Tipped workers at restaurants in D.C. can get as little as $3.89 an hour now. But, like all tipped workers, they can make that up with good service and diners who understand the rules. Under the initiative, restaurant and bar owners are supposed to gradually increase the salaried pay until everybody makes at least $15 an hour by 2025.

Restaurant owners, however, argue that their cost of doing business will go up. But not only that: They say that diners will soon stop tipping altogether, thinking that waitresses and bartenders are making good money now.

Hear a council member for the district, one Jack Evans (Very-D), as he explains his position, and reality:

“Initiative 77 is something I believe will be very harmful to our restaurants and, more importantly, our restaurant workers.” Which is basically Econ 101.

Call it the rule of good intentions, which leads to you-know-where: Higher minimum wages push people, especially young people, out of the workplace.

Teens and younger adults tend to have the jobs that pay minimum wage. Think of the high school kid at the pizza joint. Or the 22-year-old waitress who wants to (1) get a regular paycheque and (2) gain experience for the next, better-paying job. But it’s exactly those kinds of people who might be pushed out of the job market if the minimum wage goes up too high. Why? Because employers might have to cut the number of workers if payroll expenses jump.

Economists will tell you that when the minimum wage goes up, black teens are hurt the worst. (What else is new?) And in D.C., there are a lot of unemployed black youths.

Those who think about these things say a lot of crime among young people, especially in the cities, can be blamed partly on high unemployment. So why exacerbate the problem?

Of course, the policymakers and Deep Thinkers who proposed this $15 an hour won’t be hurt much. They have jobs.

For best example, take Diana Ramirez, spokeswoman for some outfit called One Fair Wage DC: “It would be deeply undemocratic for (the) council to overturn the will of the people. D.C. voters don’t like it when Republicans in Congress do it, and we trust council will not stoop to that level. In our pre-election poll, over 80 per cent of D.C. voters said they would be concerned if council overturned their vote. The people are watching. Council must set any sour grapes aside and push ahead.”

Speaking of Republicans, two members of the House Freedom Caucus — Mark Meadows of North Carolina and Gary Palmer of Alabama — gave their approval to the city council. They moved last week to block Initiative 77, too.
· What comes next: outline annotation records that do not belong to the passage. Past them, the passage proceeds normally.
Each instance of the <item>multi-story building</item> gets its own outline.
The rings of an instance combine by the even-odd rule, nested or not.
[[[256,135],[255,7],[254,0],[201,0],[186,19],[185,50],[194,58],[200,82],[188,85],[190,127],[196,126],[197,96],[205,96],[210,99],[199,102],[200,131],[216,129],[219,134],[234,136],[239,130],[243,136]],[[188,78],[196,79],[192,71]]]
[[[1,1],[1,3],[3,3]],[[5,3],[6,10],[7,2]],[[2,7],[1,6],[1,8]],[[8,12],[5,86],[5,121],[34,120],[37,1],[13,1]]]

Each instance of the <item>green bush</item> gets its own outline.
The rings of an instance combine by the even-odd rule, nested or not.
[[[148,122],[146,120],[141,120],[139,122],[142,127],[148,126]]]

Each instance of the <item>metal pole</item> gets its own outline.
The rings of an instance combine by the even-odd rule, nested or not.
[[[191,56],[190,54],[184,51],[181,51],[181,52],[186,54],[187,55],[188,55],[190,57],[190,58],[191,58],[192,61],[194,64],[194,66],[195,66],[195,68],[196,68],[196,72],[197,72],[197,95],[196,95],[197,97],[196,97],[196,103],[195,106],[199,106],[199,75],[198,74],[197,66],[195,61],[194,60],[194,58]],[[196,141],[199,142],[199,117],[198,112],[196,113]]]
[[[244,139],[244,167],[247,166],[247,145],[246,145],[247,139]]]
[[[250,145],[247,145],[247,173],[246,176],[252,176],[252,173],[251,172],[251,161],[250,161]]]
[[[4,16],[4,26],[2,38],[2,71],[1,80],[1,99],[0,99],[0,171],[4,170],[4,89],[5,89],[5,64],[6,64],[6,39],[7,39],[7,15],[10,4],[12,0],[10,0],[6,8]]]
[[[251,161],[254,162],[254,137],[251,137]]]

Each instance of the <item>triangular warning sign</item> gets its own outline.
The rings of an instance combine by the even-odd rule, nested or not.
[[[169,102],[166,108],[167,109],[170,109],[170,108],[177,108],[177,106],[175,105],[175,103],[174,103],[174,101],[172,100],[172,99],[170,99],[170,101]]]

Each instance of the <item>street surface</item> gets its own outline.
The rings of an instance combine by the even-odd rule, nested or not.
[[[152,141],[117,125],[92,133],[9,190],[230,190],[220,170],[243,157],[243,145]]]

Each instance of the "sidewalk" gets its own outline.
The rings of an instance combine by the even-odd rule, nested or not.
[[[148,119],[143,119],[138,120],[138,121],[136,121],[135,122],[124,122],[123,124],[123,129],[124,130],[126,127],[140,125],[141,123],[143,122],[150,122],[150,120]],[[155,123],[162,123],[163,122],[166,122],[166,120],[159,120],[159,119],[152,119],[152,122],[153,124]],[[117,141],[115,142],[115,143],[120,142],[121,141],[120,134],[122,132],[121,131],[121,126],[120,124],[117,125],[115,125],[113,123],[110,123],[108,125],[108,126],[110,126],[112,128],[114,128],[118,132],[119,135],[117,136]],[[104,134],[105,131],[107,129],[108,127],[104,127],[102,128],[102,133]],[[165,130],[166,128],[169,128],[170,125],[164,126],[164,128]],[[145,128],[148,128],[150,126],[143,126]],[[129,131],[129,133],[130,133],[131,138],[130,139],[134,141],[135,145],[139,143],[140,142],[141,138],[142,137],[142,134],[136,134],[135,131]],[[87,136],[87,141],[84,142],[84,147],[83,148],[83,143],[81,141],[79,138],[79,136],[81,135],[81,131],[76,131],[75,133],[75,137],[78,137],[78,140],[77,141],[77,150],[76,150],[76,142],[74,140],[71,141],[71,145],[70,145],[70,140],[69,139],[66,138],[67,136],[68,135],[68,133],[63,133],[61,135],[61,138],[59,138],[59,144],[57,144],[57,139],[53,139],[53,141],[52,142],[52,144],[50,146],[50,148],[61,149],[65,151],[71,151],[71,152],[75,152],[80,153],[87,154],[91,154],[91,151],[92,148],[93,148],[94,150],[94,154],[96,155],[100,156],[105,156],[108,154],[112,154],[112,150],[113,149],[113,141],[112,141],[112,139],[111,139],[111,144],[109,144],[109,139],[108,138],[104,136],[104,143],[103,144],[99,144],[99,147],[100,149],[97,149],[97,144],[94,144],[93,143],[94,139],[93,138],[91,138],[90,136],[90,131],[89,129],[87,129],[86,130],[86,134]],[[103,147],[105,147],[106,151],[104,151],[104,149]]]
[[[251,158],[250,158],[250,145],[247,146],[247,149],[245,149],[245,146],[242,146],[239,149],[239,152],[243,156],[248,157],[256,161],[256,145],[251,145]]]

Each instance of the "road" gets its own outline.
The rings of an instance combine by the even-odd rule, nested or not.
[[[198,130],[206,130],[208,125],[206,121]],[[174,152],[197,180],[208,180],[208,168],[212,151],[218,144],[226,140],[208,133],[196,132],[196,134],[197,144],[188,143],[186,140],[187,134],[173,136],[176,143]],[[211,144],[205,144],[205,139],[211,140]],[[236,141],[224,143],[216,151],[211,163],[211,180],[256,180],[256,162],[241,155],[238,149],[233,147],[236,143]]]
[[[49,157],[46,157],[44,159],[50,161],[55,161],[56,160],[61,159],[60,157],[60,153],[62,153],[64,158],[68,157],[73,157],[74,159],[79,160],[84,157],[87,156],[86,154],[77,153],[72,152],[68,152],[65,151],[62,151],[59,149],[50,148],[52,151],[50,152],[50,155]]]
City council members have told those Republicans, in so many words, please don’t help.

Imagine, if you’re a Washington D.C., city council member, having to explain your being on the same side as (shudder) Republicans! It’s as if Republican members of Congress also understand that Initiative 77 will eat away at thin profit margins in the service industries, possibly force layoffs, and obviously raise prices for everybody who eats or drinks in Washington, D.C.

Supporters of Initiative 77, however, say it’s only fair. Having a two-tiered pay system isn’t equitable. Wage theft is a problem. And something about how this measure will work against sexual harassment. How a higher minimum wage works against sexual harassment hasn’t been explained. Must be some theory, though.

What’s not theory: When a business’ expenses go up, owners look for ways to cut them.

Besides, if it is the Lord’s work to make the minimum wage $15 an hour, why not raise it to $30 or $40? Because this is what’s known as inflation–a hidden tax that destroys the value of our currency. And a $30 minimum wage would probably throw twice as many people out of work in the service industries.

But fear not. Somebody will propose that $30 minimum wage soon enough. Just let the $15 catch on first.